The day before the release of a BBC documentary telling the story of Latifa’s escape attempt, the government of Dubai publishes a statement saying that Latifa and her sister Shamsa are “adored and cherished" by the family. They say that Latifa is now "safe in Dubai" and is celebrating her birthday "in privacy and peace”.
The UAE Foreign Ministry releases three photos of Latifa from a 15 December lunch with one of Sheikh Mohammed’s wives, Princess Haya Bint Al Hussein, and Mary Robinson, a former UN human rights commissioner. This is the first time anyone has seen Latifa since the failed escape.
Three days later, Mary Robinson appears on the BBC’s Today Programme where says she was asked to visit Latifa by Princess Haya. She describes Latifa as a “troubled young woman" who is receiving "psychiatric care.”
She immediately receives pushback from the international human rights community and campaign groups accuse her of pedalling the “Dubai line”.
Tiina Jauhiainen receives a message from a stranger claiming to be in contact with Latifa. After Ms Jauhiainen passes a number of security questions, she begins direct communication with Latifa and manages to get a phone to her.
Latifa begins recording video messages in which she describes the conditions she is being kept in: solitary confinement, the windows barred shut and no daylight.
In the months after they establish phone contact, Ms Jauhiainen, her lawyer David Haigh, and her maternal cousin Marcus Essabri have daily contact with Latifa.

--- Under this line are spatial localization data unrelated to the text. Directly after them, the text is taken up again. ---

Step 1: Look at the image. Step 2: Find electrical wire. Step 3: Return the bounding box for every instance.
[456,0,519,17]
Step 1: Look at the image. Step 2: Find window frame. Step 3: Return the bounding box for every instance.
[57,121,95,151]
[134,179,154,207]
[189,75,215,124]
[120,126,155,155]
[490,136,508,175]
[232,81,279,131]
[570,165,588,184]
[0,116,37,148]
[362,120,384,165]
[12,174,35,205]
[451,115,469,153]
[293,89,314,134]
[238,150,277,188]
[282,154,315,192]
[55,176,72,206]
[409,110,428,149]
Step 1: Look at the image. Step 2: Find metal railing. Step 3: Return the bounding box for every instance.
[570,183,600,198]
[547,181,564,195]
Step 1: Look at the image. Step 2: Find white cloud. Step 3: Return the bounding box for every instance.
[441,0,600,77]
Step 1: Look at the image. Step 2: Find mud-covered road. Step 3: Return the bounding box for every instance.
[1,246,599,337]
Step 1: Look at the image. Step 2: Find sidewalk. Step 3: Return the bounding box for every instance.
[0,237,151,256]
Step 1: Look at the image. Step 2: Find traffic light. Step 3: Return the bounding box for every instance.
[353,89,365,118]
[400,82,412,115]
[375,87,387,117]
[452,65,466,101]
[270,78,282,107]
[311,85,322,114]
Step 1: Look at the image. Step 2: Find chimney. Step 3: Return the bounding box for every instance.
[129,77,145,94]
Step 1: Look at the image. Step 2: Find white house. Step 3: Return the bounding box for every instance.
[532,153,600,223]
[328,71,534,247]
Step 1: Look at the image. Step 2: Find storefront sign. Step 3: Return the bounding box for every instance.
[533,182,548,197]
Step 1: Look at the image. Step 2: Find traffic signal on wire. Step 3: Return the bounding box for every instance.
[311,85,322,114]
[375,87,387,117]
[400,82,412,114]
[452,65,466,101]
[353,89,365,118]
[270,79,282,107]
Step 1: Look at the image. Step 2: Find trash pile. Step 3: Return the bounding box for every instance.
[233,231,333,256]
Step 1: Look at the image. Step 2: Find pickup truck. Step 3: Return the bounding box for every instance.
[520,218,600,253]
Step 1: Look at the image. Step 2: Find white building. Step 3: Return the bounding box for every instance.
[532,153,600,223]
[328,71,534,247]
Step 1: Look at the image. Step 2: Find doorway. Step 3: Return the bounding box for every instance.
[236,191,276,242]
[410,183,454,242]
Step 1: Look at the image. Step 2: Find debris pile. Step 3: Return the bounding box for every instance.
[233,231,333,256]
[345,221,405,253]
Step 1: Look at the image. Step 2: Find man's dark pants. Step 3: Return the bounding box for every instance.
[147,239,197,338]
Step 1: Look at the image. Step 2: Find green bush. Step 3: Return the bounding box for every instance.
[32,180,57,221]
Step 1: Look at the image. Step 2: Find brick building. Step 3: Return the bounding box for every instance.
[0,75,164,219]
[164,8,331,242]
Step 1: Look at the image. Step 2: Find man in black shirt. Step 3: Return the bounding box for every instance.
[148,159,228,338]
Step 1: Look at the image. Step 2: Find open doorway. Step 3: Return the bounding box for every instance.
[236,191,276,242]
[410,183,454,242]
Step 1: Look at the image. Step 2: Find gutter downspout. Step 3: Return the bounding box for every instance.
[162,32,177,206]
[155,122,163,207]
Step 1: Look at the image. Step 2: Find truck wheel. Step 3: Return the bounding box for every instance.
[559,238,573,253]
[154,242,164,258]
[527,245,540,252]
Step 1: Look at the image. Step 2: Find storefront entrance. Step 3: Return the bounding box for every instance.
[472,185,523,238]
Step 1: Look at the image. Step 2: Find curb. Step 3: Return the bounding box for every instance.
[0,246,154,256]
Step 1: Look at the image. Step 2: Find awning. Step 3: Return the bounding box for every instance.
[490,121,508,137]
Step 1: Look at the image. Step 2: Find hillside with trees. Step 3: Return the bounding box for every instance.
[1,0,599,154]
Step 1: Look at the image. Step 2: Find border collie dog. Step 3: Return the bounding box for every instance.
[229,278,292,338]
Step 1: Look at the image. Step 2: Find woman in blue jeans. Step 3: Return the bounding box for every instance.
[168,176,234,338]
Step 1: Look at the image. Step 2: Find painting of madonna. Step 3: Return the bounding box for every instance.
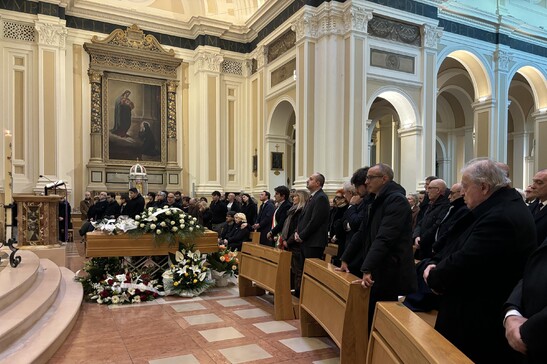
[107,79,163,163]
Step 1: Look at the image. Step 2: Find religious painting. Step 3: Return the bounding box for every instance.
[103,73,166,165]
[271,152,283,170]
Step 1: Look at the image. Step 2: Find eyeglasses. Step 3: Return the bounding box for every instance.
[365,175,383,180]
[449,190,461,195]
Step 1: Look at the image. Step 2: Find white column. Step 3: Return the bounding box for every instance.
[399,126,423,193]
[34,19,70,195]
[491,49,512,162]
[192,47,224,195]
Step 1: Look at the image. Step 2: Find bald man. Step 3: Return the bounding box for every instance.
[413,179,450,260]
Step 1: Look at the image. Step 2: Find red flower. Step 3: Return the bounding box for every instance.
[107,279,114,285]
[100,290,109,298]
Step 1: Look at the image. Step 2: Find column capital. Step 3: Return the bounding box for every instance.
[472,98,496,110]
[531,109,547,122]
[494,49,513,72]
[251,45,267,70]
[292,12,319,43]
[398,125,423,138]
[34,20,67,48]
[423,24,443,49]
[343,5,373,35]
[193,48,223,73]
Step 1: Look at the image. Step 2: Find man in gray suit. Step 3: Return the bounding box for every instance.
[294,172,330,296]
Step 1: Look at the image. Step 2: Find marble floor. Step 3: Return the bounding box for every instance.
[48,241,340,364]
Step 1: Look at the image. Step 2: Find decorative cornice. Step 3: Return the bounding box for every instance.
[194,49,224,73]
[423,24,443,49]
[90,24,174,56]
[84,25,182,79]
[291,12,318,43]
[35,21,67,48]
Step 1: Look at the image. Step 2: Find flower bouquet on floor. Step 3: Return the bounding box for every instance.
[77,257,163,305]
[206,245,239,286]
[162,243,214,297]
[133,206,205,245]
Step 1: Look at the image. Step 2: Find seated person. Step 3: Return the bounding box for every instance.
[221,212,250,251]
[219,211,237,242]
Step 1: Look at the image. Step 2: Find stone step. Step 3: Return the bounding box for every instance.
[0,259,61,352]
[0,267,83,364]
[0,250,40,311]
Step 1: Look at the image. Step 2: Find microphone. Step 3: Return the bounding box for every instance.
[40,174,54,182]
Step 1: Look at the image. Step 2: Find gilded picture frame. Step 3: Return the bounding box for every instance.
[103,72,167,166]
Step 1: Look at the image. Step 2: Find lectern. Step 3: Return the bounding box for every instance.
[14,195,62,245]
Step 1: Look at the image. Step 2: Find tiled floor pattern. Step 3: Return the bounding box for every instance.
[48,242,341,364]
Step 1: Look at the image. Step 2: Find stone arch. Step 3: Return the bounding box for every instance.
[366,87,420,191]
[266,98,296,189]
[437,48,493,101]
[508,65,547,111]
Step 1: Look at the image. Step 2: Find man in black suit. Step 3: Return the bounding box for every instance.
[252,191,275,246]
[504,236,547,363]
[294,173,330,294]
[424,158,536,364]
[528,169,547,246]
[267,185,293,246]
[342,164,416,327]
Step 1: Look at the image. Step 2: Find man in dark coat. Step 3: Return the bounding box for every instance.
[504,236,547,363]
[295,173,330,258]
[124,188,145,219]
[413,178,450,260]
[339,167,373,277]
[104,192,121,219]
[252,191,275,246]
[528,169,547,246]
[267,186,292,246]
[424,158,536,364]
[342,164,416,327]
[210,191,228,233]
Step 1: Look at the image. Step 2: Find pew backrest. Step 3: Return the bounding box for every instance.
[367,302,473,364]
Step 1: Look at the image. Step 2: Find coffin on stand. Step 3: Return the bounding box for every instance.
[85,230,219,257]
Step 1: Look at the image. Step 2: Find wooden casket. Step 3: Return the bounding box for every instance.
[85,230,218,257]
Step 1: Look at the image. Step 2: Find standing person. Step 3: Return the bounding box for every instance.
[210,191,228,233]
[145,192,156,209]
[240,193,257,228]
[416,176,438,224]
[406,193,420,232]
[328,188,349,265]
[504,236,547,363]
[294,173,330,296]
[342,164,417,327]
[424,158,536,363]
[413,179,450,260]
[79,191,93,221]
[110,90,134,138]
[226,192,241,212]
[528,169,547,246]
[198,201,212,230]
[252,191,275,246]
[279,190,309,295]
[125,187,145,218]
[104,192,121,219]
[267,186,293,246]
[58,195,72,242]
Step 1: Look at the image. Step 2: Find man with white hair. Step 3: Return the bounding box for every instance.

On the 15 April, Princess Haya, the second “official wife” of Sheikh Mohammed, escapes Dubai to the UK with her two children, reportedly in fear of her life. Haya, who became the Sheikh’s sixth wife in April 2004, is his only spouse with a public profile, and is often seen with him at events around the world.
Sheikh Mohammed starts proceedings in the UK court to have his two children with Princess Haya returned to Dubai. Princess Haya applies for her children to become Wards of Court as well as a forced marriage protection order and non-molestation order.
The High Court in the UK releases a fact-finding judgment which finds that on the balance of probabilities, Sheikh Mohammed was responsible for the abduction and forced return of both Shamsa and Latifa to Dubai. The judge rules that the sheikh has waged a campaign of intimidation towards Haya and that he has not been open and honest with the court.
David Haigh realises the messages to Latifa are not getting through. Contact with her is lost.
In her first interview since the pictures of her and Latifa were released in 2018, Mary Robinson says that Princess Haya and her were tricked by the sheikh, and that she is deeply worried about Latifa. She says she was blindsided when the UAE released the photographs of her and Latifa, and she admits that she regrets not seeing Latifa on her own, or asking her about her condition.